Cape Town Avoids Short-Term 'Day Zero' Crisis

Cape Town Avoids Short-Term 'Day Zero' Crisis

The dams in Cape Town, Africa, are looking better than they were earlier this year.

Since Municipal Sewer & Water first reported on Cape Town, Africa’s “Day Zero” crisis in January, the city’s dams are trending back toward levels from three years ago thanks to seasonal rains.

Recent readings of the dams showed them at 42.7 percent full after experiencing a 4.6-percent increase in the last week.

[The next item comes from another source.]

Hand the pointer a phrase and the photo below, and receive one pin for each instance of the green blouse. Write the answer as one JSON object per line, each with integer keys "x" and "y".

The dams are 10 percent lower right now than they were at the same time in 2015. At this time in 2014, however, they were at 94.2 percent full.

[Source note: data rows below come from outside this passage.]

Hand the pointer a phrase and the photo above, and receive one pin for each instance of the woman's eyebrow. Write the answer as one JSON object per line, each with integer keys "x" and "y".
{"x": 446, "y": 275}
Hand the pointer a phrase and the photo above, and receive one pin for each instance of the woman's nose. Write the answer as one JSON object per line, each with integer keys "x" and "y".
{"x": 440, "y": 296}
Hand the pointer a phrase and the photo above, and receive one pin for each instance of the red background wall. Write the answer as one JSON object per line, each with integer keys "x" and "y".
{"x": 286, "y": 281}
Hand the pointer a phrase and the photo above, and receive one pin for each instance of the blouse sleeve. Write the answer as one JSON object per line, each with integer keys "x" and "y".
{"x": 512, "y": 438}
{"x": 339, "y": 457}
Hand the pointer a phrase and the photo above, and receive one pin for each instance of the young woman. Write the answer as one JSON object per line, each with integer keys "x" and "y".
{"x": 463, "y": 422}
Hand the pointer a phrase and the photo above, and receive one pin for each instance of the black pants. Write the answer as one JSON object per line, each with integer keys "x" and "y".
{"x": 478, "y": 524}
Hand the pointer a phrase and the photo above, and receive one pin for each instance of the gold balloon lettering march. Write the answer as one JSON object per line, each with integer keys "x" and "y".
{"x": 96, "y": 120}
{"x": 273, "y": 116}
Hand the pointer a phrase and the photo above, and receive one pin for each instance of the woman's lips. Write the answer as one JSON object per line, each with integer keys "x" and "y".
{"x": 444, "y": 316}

While rainfall in most catchment areas is still below the long-term average for the month and fears of a dry future for Cape Town are still very real, it appears the short-term problem is over. Officials are even talking about ending the 50-liter limit on water use soon. “While we hope at some point in the near future to be in a position to relax these restrictions‚ we cannot afford to return to our previous levels of consumption‚” Deputy Mayor Ian Neilson recently told Times Live.

Although Neilson hopes to be able to relax restrictions, he made it clear at the Water Institute of Southern Africa conference that the city can’t continue its previous levels of water use. “We need to accept that the days of plentiful water supply in Cape Town may very well be over,” he said in a prepared speech.

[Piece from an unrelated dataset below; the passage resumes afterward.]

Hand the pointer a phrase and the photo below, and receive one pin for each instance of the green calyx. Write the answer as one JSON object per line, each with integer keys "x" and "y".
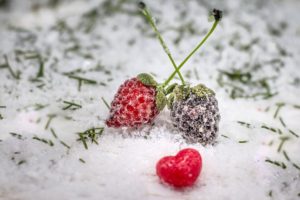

Dam levels were a mere 7 percent away from catastrophe in the city earlier this year. Currently, Cape Town’s Day Zero — the day at which it is projected to be forced to turn off water service — is projected to be sometime in 2019. "With the recent good rainfall received in June, we have seen a steady increase in our dam levels, but we are by no means out of the woods yet,” Neilson said at the WISA conference.